Henrik Moltke
From Wikipedia, the free encyclopedia
Henrik Moltke | |
|---|---|
Moltke in 2024 | |
| Born | 9 April 1976 Odense, Denmark |
| Occupations | Journalist, filmmaker |
| Years active | 2000–present |
| Website | moltke |
Henrik Moltke (born 9 April 1976) is a Danish investigative journalist and documentary filmmaker. Working with Pulitzer Prize-winning journalists including Laura Poitras, Julia Angwin, James Risen, and Charlie Savage, Moltke exposed the physical infrastructure behind the National Security Agency's most closely guarded domestic surveillance partnerships with AT&T, one of the largest corporate-government intelligence collaborations in American history. He identified 33 Thomas Street in Manhattan as TITANPOINTE, a secret NSA surveillance hub, and located eight additional NSA monitoring facilities hidden inside AT&T buildings across the United States. He is also a contributor to the Academy Award-winning documentary Citizenfour and co-directed Project X (2016) with Poitras.
Moltke studied literature and rhetoric at the University of Copenhagen and holds an M.A. in journalism from Goldsmiths, University of London.[1]
He began his career at DR, Denmark's public broadcaster, where he worked as a journalist and radio documentarist from 2000 to 2014.[1] From 2014 to 2019 he reported for The New York Times, The Intercept, and ProPublica, primarily on surveillance and telecommunications.[2] He served as editor at Altinget in 2019 before returning to DR as science and technology correspondent from 2019 to 2025, covering artificial intelligence, cybersecurity, and digital policy for Denmark's largest news organization.[3] At DR he created and hosted Prompt, a weekly podcast on artificial intelligence that became one of Denmark's most-followed technology programmes. Since 2026 he has worked independently as a journalist, speaker, and consultant on technology, AI, and cybersecurity.

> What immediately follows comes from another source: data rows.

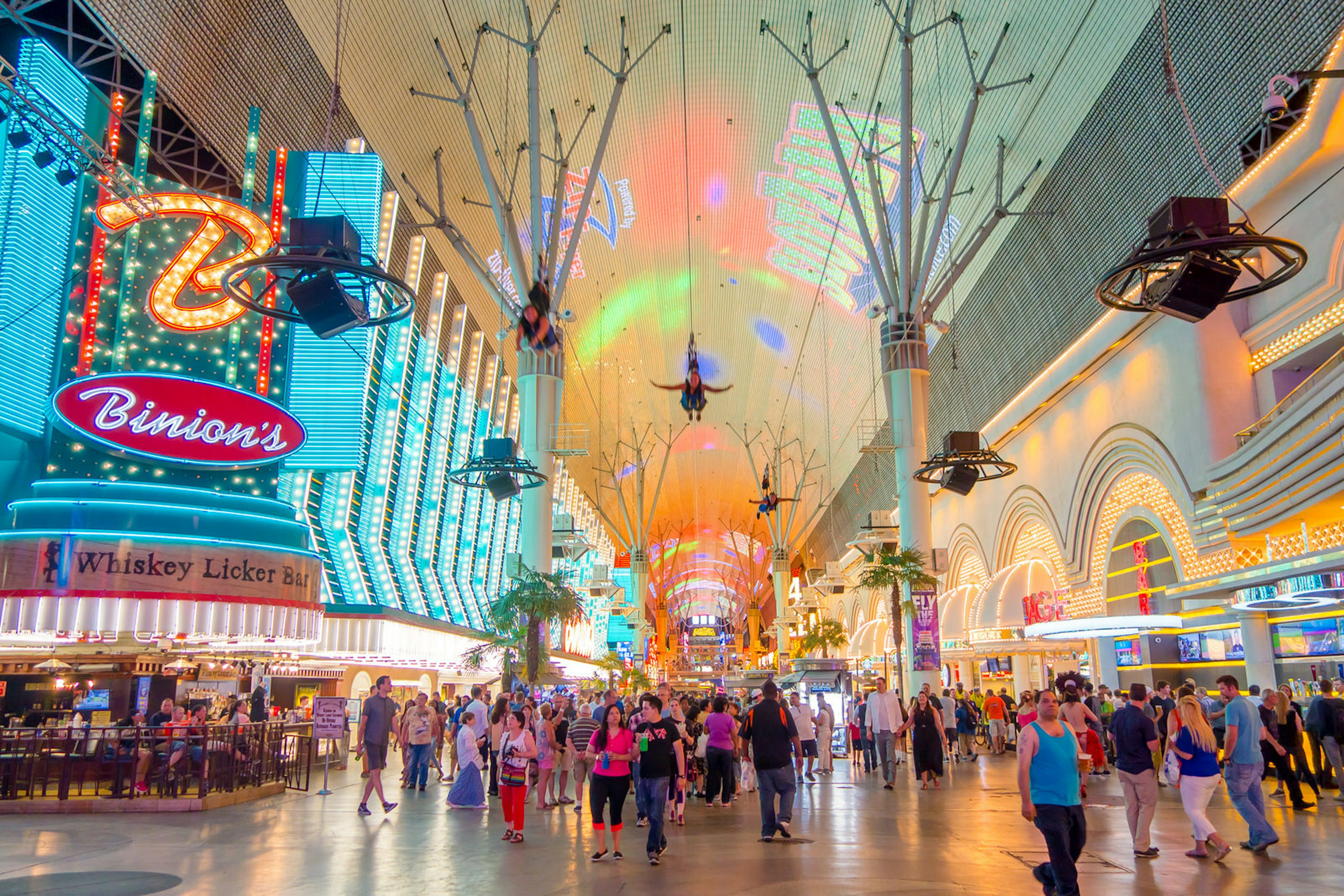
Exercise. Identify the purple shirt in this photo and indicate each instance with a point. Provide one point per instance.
(721, 727)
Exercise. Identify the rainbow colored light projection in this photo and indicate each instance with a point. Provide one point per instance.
(808, 198)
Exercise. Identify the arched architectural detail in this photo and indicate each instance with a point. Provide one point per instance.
(1138, 495)
(966, 558)
(1027, 523)
(1117, 453)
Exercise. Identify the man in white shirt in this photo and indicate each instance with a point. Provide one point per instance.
(886, 715)
(807, 735)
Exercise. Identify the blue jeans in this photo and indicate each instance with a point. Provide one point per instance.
(1244, 788)
(1065, 831)
(654, 793)
(776, 781)
(417, 763)
(642, 806)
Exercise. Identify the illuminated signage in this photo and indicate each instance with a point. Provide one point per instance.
(1043, 606)
(176, 419)
(579, 639)
(620, 216)
(218, 219)
(808, 206)
(146, 567)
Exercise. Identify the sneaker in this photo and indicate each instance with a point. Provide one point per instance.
(1048, 886)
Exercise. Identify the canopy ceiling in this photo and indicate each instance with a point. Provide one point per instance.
(712, 151)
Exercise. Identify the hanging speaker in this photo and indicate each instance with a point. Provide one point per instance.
(502, 486)
(326, 307)
(960, 479)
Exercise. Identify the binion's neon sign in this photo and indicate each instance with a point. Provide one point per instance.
(218, 219)
(808, 205)
(176, 419)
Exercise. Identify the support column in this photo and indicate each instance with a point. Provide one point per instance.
(541, 383)
(1022, 678)
(905, 360)
(1260, 652)
(780, 576)
(640, 589)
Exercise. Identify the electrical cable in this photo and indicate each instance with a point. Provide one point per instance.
(1174, 88)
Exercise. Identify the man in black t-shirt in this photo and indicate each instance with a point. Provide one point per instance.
(771, 730)
(660, 753)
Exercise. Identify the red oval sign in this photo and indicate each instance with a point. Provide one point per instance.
(176, 419)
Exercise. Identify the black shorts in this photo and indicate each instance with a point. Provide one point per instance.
(377, 755)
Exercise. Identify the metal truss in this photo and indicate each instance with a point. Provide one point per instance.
(544, 267)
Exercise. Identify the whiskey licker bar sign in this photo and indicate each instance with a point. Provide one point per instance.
(176, 421)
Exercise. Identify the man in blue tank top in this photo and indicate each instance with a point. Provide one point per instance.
(1048, 777)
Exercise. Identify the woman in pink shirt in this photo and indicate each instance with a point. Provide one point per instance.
(718, 753)
(609, 755)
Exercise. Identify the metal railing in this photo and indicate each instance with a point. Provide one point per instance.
(176, 761)
(1299, 393)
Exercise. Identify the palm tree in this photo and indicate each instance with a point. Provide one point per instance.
(518, 616)
(891, 570)
(823, 636)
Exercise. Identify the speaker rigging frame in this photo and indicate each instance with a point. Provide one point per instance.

Earlier in his career, Moltke co-founded Creative Commons Denmark (2005–2010) and served as European Project Lead at the Mozilla Foundation (2010–2011).
Notable work
AT&T and NSA surveillance
In August 2015, Moltke published a front-page New York Times investigation with Pulitzer Prize winners Julia Angwin, James Risen, and Laura Poitras, revealing the scope of AT&T's cooperation with the NSA under the FAIRVIEW program. The story, also published by ProPublica, exposed what the Times described as AT&T's "extreme willingness to help" the NSA conduct warrantless surveillance of vast quantities of international and domestic internet traffic.[4][5]
In November 2016, Moltke and Ryan Gallagher identified 33 Thomas Street, a windowless brutalist skyscraper in Lower Manhattan, as the NSA surveillance facility code-named TITANPOINTE. The investigation, published in The Intercept, drew on classified Snowden documents and open-source research including FCC licensing records, which Moltke used to confirm that the building housed the only AT&T satellite earth station in New York State, linking it to the NSA's SKIDROWE satellite intelligence system.[6] A companion documentary, Project X, co-directed by Moltke and Laura Poitras and featuring voice-over performances by Rami Malek and Michelle Williams reading from classified NSA documents, was released simultaneously by Field of Vision.[7][8] The title was taken from the building's original architectural codename in John Carl Warnecke's 1960s design drawings.
In June 2018, Moltke and Gallagher published "The Wiretap Rooms" simultaneously in The Intercept and ProPublica, identifying eight AT&T facilities in major American cities used by the NSA for large-scale internet surveillance under the FAIRVIEW program. Moltke located the facilities by cross-referencing classified NSA maps with AT&T network topology documents and CLLI codes extracted from publicly available AT&T engineering presentations.[9][10]
Snowden reporting and Citizenfour
From 2013 to 2014, working with Sebastian Gjerding, Anton Geist, and Laura Poitras at Dagbladet Information, Moltke reported on NSA surveillance of the UN climate summit in Copenhagen, the global RAMPART-A surveillance program, and GCHQ's systematic monitoring of climate conferences, all based on documents provided by Edward Snowden.[11] Moltke contributed research and filming to Poitras's Academy Award-winning documentary Citizenfour (2014), which documented Snowden's disclosure of classified NSA material, and is credited in the film.[12]
Other work
Moltke co-directed Good Copy Bad Copy (2007), a documentary on copyright and digital culture, with Andreas Johnsen and Ralf Christensen. He contributed to Poitras's Astro Noise exhibition at the Whitney Museum of American Art (2016) and the Signal Flow installation at Manifesta 12 in Palermo (2018).